O carro parte numa nuvem de alegria, de aplausos.

- Príncipe, beijo-te pela primeira vez, com toda a minha paixão de esposa, de mulher, de amante e de princesa. Obrigada por me teres feito tua princesa, por estas duas coroas. Tornar-te-ei feliz. com a mesma seriedade com que fizeste de mim tua esposa e tua princesa.

- Não fales moldávio. Eu não compreendo uma única palavra... - diz o príncipe.

- Não tens necessidade de compreender. Mas de constatar. Meu belo príncipe. o mais bonito príncipe da terra. E do céu.

O carro desce de Petrodava Como se descesse do céu. Porque Petrodava está mais perto do céu que da terra. É o Inverno do ano de 1917. Mas a felicidade pode começar em todas as estações. Tudo pode começar em todas as estações.

 

A revolução

A caleche do príncipe Igor Illiyuskin e de sua jovem mulher avança em direcção do Prut. O Prut é a fronteira entre a Roménia e a Rússia. O posto de fronteira onde se atravessa o Prut encontra-se em Ungheni. Depois de terem abandonado Yassy, que se encontra a meio caminho, o príncipe Igor poisou a sua cabeça loura, sem quépi, nos joelhos de Stela e adormeceu. Stela não pode dormir. Ela repete para si as palavras do príncipe: "O governador da Bessarábia, um dos meus primos, pôs à nossa disposição o palácio de Verão para que ali passássemos duas semanas da nossa lua-de-mel. É um palácio maravilhoso. Cento e vinte divisões. Situado numa colina, nas margens de Kishinev. Num parque extraordinário. com várias dúzias de criados de libré e bem ensinados."

Kishinev e o palácio estão perto. A extraordinária história começará assim que tiverem transposto o Prut e posto os pés na terra da Santa Rússia. Depois do palácio de Kishinev, haverá o palácio sobre o Dnieper. Depois o palácio sobre o litoral do mar Negro, na Crimeia. Depois o palácio do Cáucaso. E o de Moscovo. E o de Petrogrado.

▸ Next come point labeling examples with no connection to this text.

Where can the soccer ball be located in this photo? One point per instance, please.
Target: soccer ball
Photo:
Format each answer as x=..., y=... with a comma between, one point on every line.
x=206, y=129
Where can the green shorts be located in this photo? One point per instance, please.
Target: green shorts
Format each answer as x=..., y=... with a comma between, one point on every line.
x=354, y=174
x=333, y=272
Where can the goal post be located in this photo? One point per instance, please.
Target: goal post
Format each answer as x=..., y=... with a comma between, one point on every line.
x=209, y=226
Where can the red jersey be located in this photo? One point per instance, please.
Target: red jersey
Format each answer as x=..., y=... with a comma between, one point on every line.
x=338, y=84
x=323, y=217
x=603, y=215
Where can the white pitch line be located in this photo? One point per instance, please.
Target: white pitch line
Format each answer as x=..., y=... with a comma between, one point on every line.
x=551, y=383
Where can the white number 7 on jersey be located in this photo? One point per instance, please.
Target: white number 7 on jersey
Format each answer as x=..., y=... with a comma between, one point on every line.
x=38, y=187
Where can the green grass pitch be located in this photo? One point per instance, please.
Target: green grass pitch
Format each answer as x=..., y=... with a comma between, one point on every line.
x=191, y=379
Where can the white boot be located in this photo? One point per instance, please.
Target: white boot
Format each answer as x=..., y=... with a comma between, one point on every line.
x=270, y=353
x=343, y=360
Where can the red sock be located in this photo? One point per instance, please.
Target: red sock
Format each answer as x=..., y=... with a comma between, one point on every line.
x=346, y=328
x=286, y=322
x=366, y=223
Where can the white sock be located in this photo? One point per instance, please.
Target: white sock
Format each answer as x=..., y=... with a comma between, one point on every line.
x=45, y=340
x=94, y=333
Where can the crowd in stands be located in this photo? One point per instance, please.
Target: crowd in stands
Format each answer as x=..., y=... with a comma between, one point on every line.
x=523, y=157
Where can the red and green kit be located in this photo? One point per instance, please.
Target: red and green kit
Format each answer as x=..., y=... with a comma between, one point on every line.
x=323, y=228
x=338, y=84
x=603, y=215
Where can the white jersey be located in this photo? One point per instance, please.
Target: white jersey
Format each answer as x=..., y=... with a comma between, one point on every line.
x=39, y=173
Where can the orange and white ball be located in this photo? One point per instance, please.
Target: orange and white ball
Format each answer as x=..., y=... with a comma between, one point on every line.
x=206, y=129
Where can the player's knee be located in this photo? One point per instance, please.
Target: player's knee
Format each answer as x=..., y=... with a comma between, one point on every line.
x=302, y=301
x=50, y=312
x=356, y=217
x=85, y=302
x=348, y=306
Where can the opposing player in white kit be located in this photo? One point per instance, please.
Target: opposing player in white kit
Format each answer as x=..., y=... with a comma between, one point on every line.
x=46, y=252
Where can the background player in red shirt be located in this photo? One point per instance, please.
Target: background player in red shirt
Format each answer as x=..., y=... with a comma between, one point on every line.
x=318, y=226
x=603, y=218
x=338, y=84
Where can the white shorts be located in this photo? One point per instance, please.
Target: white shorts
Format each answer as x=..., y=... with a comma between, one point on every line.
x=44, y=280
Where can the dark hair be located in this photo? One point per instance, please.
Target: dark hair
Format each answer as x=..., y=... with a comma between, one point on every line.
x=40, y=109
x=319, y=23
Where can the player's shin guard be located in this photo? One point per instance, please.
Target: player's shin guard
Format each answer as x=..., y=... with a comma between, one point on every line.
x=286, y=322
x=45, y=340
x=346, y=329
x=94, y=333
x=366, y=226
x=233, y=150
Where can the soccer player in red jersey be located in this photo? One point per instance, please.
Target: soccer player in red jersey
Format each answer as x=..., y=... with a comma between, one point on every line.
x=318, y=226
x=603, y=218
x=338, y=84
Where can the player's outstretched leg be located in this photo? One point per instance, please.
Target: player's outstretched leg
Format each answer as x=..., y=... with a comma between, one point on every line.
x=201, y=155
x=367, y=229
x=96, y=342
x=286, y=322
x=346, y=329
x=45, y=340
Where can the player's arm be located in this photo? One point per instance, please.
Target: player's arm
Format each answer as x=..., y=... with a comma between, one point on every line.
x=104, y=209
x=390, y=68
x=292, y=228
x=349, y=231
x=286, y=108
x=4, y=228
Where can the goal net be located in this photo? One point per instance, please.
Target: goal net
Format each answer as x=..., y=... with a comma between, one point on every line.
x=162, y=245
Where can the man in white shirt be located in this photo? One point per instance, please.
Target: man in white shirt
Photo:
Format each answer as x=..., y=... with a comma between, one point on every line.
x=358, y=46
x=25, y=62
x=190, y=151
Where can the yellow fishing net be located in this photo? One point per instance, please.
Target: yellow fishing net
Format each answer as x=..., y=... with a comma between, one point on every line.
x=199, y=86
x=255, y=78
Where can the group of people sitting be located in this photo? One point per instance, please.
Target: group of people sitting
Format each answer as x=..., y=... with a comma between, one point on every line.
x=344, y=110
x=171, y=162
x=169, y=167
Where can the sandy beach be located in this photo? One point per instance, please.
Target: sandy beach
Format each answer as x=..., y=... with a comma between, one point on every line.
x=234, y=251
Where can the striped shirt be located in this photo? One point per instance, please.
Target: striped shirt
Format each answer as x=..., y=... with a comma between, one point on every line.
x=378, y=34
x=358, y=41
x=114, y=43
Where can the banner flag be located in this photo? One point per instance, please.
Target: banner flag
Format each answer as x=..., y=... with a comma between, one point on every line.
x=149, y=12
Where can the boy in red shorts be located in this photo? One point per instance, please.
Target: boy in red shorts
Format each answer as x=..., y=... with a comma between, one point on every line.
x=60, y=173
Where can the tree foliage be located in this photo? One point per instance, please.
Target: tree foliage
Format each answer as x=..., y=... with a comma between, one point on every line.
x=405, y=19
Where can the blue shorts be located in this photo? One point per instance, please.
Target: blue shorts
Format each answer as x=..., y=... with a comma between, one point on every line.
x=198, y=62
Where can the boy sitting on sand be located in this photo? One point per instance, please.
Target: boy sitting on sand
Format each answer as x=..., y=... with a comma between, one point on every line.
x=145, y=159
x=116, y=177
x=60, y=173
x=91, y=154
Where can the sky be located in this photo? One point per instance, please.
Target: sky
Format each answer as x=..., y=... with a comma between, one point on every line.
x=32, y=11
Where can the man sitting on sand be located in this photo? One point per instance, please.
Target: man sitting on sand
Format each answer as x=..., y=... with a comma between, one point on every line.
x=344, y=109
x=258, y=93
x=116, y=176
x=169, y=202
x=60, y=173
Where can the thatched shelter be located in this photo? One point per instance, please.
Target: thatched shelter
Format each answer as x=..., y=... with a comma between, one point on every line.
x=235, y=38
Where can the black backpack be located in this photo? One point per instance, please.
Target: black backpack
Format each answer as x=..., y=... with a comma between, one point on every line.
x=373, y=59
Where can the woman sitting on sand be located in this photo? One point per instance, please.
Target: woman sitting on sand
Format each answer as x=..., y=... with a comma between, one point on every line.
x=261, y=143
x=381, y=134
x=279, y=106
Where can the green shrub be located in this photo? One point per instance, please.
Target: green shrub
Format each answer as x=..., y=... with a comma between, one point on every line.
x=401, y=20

Um rosário de palácios com milhares de criados que aguardam Stela e que se prostrarão na sua frente e dirão: "Muito nobre princesa, sede bem-vinda." E ela baixará suavemente a cabeça e sorrirá. Depois haverá bailes e a visita ao czar de todas as Rússias. A existência desenrolar-se-á de palácio em palácio, de baile em baile, de viagem em viagem, exactamente como um sonho. Mais belo que um conto de fadas de Petrodava. Porque na Rússia as realidades são mais resplandecentes que os contos de fadas sonhados pelos homens dos Cárpatos. Quanto mais se aproxima de Prut, mais maravilhada está Stela. As surpresas que a esperam, as centenas de milhares de hectares semeados de trigo, e outros milhares de hectares de florestas, de rios, com aldeias, moinhos, com milho e girassóis, lhe pertencem, a ela. E esperam-na. Ela, a dona e a princesa. Tudo quer ver, com os olhos bem abertos, para nada perder, nenhum pormenor da realidade, exactamente como as crianças não querem deixar escapar nenhuma palavra da história que ouvem, embora os olhos se lhes fechem de sono. Stela Apostol, de Petrodava, princesa Illiyuskin, quer ver - com os olhos desmedidamente abertos - e apalpar todas as maravilhas a fim de saber com precisão que tudo o que se passa não é um sonho mas a realidade. Foi por isso que ela mandou fazer a certidão do casamento em três exemplares, em russo e em romeno, todas com as assinaturas do conservador do registo civil de Petrodava, do padre, das testemunhas e dos generais russos, franceses e ingleses. Ela meteu um exemplar no seu corpete. Ela tinha-o na igreja. Para poder apalpá-lo com a sua mão. E convencer-se que era verdade. Que não era um sonho.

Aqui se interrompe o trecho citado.